Comment by raw_anon_1111
2 days ago
AI assistants can’t magically “do stuff” without “tools” exposed. A tool is always an API that someone has to write an expose to the orchestrator whether it’s AI or just a dumb intent system.
And ChatGPT can’t really “do anything” without access to tools.
You don’t want an LLM to have access to your total system without deterministic guardrails and limiting the permissions of what the tools can do just like you wouldn’t expose your entire database with admin privileges to the web.
You also don’t want to expose too many tools to the system. Every tool you expose you also have to have a description of what the tool does, the parameters it needs etc. Ot will both blow up your context window and start hallucinating.

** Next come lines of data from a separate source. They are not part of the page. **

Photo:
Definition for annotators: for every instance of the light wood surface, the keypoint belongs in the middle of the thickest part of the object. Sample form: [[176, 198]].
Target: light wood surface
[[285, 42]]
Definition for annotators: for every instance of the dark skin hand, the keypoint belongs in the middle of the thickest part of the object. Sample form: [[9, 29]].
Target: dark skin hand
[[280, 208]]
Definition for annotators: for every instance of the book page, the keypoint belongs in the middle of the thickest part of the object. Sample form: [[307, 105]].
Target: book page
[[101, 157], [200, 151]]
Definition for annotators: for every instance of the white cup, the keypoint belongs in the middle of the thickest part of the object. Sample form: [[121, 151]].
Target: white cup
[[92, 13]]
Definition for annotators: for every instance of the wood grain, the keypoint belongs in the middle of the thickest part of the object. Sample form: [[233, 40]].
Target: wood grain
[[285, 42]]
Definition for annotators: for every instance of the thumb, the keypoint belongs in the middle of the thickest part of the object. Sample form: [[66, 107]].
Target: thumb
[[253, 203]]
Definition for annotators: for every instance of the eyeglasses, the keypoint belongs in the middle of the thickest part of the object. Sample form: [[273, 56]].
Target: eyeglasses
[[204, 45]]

I suspect that’s why Alexa and Google Assistant got worse when they became LLM based and my narrow use cases don’t suffer those problems when I started implementing LLM based solutions.

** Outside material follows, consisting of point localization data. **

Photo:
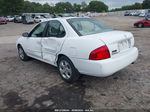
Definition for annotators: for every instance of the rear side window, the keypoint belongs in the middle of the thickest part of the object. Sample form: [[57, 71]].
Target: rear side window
[[38, 31], [55, 29]]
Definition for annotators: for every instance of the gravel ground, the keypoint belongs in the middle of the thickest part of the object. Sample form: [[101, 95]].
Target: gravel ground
[[34, 84]]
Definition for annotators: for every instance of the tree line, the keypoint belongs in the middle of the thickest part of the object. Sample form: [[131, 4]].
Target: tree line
[[12, 7], [144, 5]]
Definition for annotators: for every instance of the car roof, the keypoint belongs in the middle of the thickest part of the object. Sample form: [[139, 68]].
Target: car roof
[[64, 18]]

And I am purposefully yada yada yadaing some of the technical complexities and I hate the entire “appeal to authority” thing. But I worked at AWS for 3.5 years until 2 years ago and I was at one point the second highest contributor to a popular open source “AWS Solution” that almost everyone in the niche had heard of dealing with voice automation. I really do know about this space.

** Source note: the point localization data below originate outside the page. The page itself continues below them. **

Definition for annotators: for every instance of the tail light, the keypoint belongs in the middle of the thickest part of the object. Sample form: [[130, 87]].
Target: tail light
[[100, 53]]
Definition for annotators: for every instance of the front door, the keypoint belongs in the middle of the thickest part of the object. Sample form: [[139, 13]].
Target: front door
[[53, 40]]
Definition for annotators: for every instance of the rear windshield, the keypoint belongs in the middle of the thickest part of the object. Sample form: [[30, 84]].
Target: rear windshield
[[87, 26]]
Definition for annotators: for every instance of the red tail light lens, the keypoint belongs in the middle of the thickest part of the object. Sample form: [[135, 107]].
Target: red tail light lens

yeah, there's just really nothing left to discuss. Apple could have been a real leader in the AI space had they hired the right researchers to implement LLMs and beaten OpenAI to the punch.
I understand that AI assitants need access to tools in order to do anything on a computer, I've been working with AI augmented development for a few months now and everytime I need a prompt to run a tool it asks for permission first, or just straight up gives me the command to paste into a terminal.
ideally this would have been abstracted away if siri were an LLM, with Apple controlling which apis siri has access to and bipassing user confirmation all together.
It would have been neat if I were able to say, "Hey, Siri: send a text to John Smith with a playfully angry prose thanking him for not inviting me to the party". which would have the LLM automatically craft the message and send upon confirmation, perhaps with a disclaimer "made with ai" at the bottom of the text or something along those lines.
"Hey, Siri: What's the weather in Los Angeles, California" would fallback to a web api endpoint.
"Hey, Siri: How do I compile my C# application without Visual Studio" would provide step-by-step instructions on working with MSBUILD.
different prompts would fallback on different apis that only Apple would expose. Obviously not allowing the user to gain root access to the system, which is what you would expect from Apple.
I guess from a purely technical standpoint, you'd train two models, one as "Safe" and the other as "Unsafe". "Safe" is what would be used by the end-user, allowing them to access safe data, apis, messaging, web.. you name it. "Unsafe" would be used internally at Apple and would have system-wide access, access to unlimited user data, root privileges, perhaps unsafe image generation and web search... basically no limit to what an LLM could achieve.
And spend billions and billions of dollars to get - a better Siri?
That's my point, Apple has invested so much into Siri that there's no reason why it's not the most advanced LLM in the world. They missed the mark completely. Why? If Jobs were still in charge, the entire team would have been gone years ago.